The motivation for this is that pandamonium does have hard requirements on other libraries, and it is better to fully contain them through the installation of the library through PyPI.

If you really need the old behaviour forever, you can always use

git clone git@github.com:dguest/pandamonium.git --branch v0.1

Install development release from TestPyPI

You can install the latest development release of pandamonium from TestPyPI into any Python virtual environment by running

python -m pip install --extra-index-url https://test.pypi.org/simple/ --pre pandamonium

Note: This adds TestPyPI as an additional package index to search when installing pandamonium specifically. PyPI will still be the default package index pip will attempt to install from for all dependencies.

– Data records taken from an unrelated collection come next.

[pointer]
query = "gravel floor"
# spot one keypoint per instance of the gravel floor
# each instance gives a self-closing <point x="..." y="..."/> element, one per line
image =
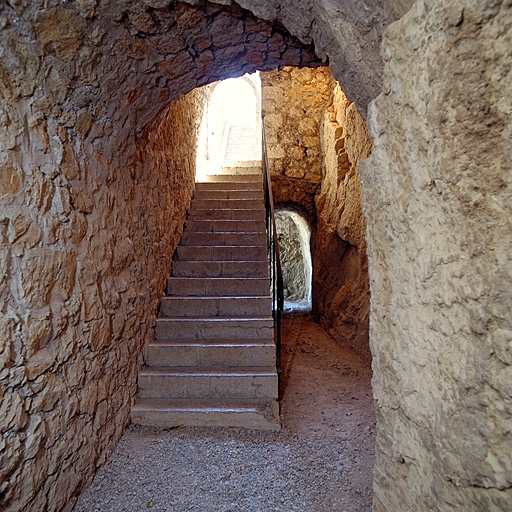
<point x="321" y="461"/>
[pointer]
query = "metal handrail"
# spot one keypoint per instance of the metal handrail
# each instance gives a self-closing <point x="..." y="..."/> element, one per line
<point x="276" y="274"/>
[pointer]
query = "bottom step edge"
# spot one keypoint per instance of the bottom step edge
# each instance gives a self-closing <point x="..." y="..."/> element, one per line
<point x="263" y="416"/>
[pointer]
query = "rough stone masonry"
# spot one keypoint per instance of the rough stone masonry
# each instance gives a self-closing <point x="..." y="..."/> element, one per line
<point x="91" y="208"/>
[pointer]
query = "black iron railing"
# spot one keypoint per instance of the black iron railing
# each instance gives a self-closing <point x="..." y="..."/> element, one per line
<point x="276" y="275"/>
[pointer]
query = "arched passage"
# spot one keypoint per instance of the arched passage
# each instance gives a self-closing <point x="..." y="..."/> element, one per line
<point x="294" y="237"/>
<point x="80" y="82"/>
<point x="233" y="121"/>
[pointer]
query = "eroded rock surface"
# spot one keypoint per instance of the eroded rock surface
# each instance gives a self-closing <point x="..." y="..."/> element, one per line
<point x="341" y="294"/>
<point x="85" y="255"/>
<point x="437" y="197"/>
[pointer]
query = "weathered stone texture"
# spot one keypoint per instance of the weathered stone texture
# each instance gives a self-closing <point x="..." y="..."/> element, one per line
<point x="341" y="294"/>
<point x="82" y="268"/>
<point x="348" y="33"/>
<point x="293" y="101"/>
<point x="316" y="140"/>
<point x="437" y="198"/>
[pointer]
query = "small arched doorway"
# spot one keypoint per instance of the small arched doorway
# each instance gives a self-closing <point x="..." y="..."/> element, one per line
<point x="294" y="236"/>
<point x="230" y="129"/>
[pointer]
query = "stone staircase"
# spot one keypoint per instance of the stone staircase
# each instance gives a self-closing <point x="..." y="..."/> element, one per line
<point x="212" y="362"/>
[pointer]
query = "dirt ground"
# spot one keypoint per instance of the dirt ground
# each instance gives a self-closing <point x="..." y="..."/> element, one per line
<point x="327" y="391"/>
<point x="321" y="461"/>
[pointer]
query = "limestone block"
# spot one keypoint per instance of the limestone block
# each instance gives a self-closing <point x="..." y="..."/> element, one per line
<point x="10" y="182"/>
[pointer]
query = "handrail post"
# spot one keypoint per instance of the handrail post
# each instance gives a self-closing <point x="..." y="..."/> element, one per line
<point x="276" y="275"/>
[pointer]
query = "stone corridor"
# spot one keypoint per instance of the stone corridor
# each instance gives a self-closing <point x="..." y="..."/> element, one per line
<point x="321" y="461"/>
<point x="389" y="129"/>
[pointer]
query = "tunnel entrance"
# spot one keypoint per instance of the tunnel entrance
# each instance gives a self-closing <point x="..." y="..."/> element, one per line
<point x="294" y="236"/>
<point x="230" y="126"/>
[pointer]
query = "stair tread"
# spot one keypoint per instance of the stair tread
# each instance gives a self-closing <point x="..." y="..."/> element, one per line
<point x="207" y="371"/>
<point x="216" y="297"/>
<point x="218" y="319"/>
<point x="200" y="403"/>
<point x="212" y="343"/>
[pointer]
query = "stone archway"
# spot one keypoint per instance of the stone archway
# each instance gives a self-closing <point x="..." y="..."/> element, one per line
<point x="294" y="236"/>
<point x="82" y="211"/>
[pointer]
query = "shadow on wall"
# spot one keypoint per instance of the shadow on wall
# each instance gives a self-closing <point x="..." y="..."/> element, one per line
<point x="294" y="235"/>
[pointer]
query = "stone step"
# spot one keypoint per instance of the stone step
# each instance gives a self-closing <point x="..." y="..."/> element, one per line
<point x="228" y="185"/>
<point x="215" y="286"/>
<point x="229" y="239"/>
<point x="240" y="170"/>
<point x="220" y="269"/>
<point x="214" y="328"/>
<point x="233" y="204"/>
<point x="208" y="353"/>
<point x="231" y="226"/>
<point x="215" y="306"/>
<point x="249" y="414"/>
<point x="227" y="214"/>
<point x="212" y="383"/>
<point x="221" y="253"/>
<point x="258" y="178"/>
<point x="229" y="194"/>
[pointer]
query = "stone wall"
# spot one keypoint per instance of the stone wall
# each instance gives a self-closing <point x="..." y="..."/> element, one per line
<point x="341" y="294"/>
<point x="316" y="140"/>
<point x="86" y="248"/>
<point x="293" y="100"/>
<point x="438" y="200"/>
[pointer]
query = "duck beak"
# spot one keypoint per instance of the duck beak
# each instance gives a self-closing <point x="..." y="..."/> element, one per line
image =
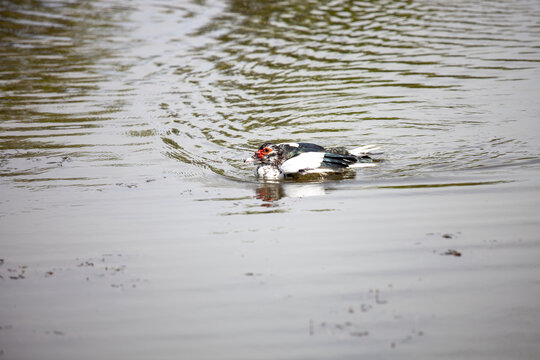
<point x="253" y="158"/>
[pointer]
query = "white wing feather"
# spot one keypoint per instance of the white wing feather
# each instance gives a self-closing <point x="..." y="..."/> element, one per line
<point x="305" y="161"/>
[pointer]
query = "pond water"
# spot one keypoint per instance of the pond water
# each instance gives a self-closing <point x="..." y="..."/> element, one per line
<point x="130" y="227"/>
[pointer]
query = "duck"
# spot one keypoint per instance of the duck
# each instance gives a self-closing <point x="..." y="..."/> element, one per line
<point x="278" y="161"/>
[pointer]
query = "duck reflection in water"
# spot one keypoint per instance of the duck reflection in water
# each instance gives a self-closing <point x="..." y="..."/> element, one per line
<point x="296" y="187"/>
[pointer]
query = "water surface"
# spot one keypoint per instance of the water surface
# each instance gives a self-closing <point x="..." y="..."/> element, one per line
<point x="130" y="226"/>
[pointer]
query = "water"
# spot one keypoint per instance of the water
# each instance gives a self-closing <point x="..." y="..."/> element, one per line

Notes if working on a remote server

If you are working from a remote server where you do not have control over your Python runtimes (e.g. LXPLUS, ALTAS Connect login nodes) it is recommended that you bootstrap virtualenv and a default Python virtual environment by adding the following to your .bashrc or .bashrc_user

# Ensure local virtualenv setup
if [ ! -f "${HOME}/opt/venv/bin/virtualenv" ]; then
    curl -sL --location --output /tmp/virtualenv.pyz https://bootstrap.pypa.io/virtualenv.pyz
    python /tmp/virtualenv.pyz ~/opt/venv # Change this to python3 if available
    ~/opt/venv/bin/pip install --upgrade pip
    ~/opt/venv/bin/pip install virtualenv
    mkdir -p ~/bin  # Ensure exists if new machine
    ln -s ~/opt/venv/bin/virtualenv ~/bin/virtualenv
fi

# default venv from `virtualenv "${HOME}/.venvs/base"`
if [ -d "${HOME}/.venvs/base" ]; then
    source "${HOME}/.venvs/base/bin/activate"
fi

After that source your .profile or .bash_profile and then if you want to create a default Python virtual environment run

virtualenv "${HOME}/.venvs/base"

You will now be dropped into a virtual environment named base each time you login. The virtual environment is not special in anyway, so you should treat it as you would any other.

Testimonials

"I like colors" -- Chase Schimmin

"I found a bug" -- Danny Antrim (Fixed! Thanks Danny!)

"I tried to use it but it's python 3" -- also Chase

(I added Python 2 support, but pandamonium is also Python 3 compliant)

"I made a merge request. It was approved!" -- Alex

"It needs to use Code style: black" -- Matthew Feickert

(Hey man, whatever floats your boat!)

I'll add other stuff too, if you want.